4. Es braucht einen systemischen Veränderungsprozess ungerechter Strukturen. Moderne Entwicklungszusammenarbeit setzt nicht mehr ausschließlich darauf, Not zu lindern, sondern auch auf eine Stärkung gerechter Strukturen. Weltweit engagieren sich Millionen Menschen dafür und auch die Projekte der Caritas haben diesen systemischen Wandel von Gesellschaften im Blick. Dank meiner Aufgabe darf ich immer wieder Menschen weltweit kennenlernen, die sowohl im Sinne der UN-Ziele als auch im Sinne von „Laudato Si“ oder „Fratelli Tutti“ agieren. Es macht Mut und gibt Zuversicht, diese Menschen zu treffen und mit ihnen zu kooperieren.

5. Hilfe darf nicht regional gegenseitig ausgespielt werden. Der Schwerpunkt der Arbeit der Caritas erfolgt in Österreich. Über 95 Prozent aller Mittel werden hier eingesetzt. Die Welt ist aber unser gemeinsames Haus und die strukturellen Abhängigkeiten werden mehr. Als Caritas leben wir mit beiden Lungenflügeln, der Inlandshilfe im eigenen Land und der Auslandshilfe in internationaler Solidarität. Beide Lungenflügel müssen zusammenwirken. Beide Lungenflügel brauchen solidarische Hilfe und Unterstützung.

Mit Ihrer Hilfe können wir nachhaltig und langfristig in den Partnerprojekten wirken. Wir können Rückschläge überstehen und weiter für gerechte Strukturen eintreten. Eintreten für ein gemeinsames Haus, in dem gemeinsame Ziele verfolgt werden.
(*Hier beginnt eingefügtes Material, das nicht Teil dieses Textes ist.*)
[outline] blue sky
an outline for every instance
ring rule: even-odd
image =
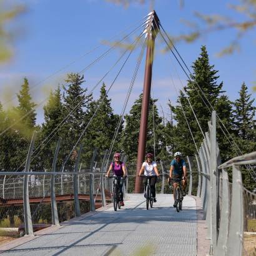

Die vielen Erfolge dieser Arbeit sind oft zu wenig in den Medien präsent. Aber es gibt sie in großer Zahl und diese Erfolge lassen Zuversicht und Hoffnung begründet erscheinen. Die Situation für viele Menschen hat sich zwischen 1990 und 2020 tatsächlich verbessert. Internationale Hilfe ist sinnvoll. Rückschläge dürfen uns nicht entmutigen. Treten wir gemeinsam gegen Hunger und für gerechtere Strukturen ein. Mit Ihrer Spende für die Augustsammlung der Caritas leisten Sie mit uns einen wesentlichen Beitrag. DANKE dafür.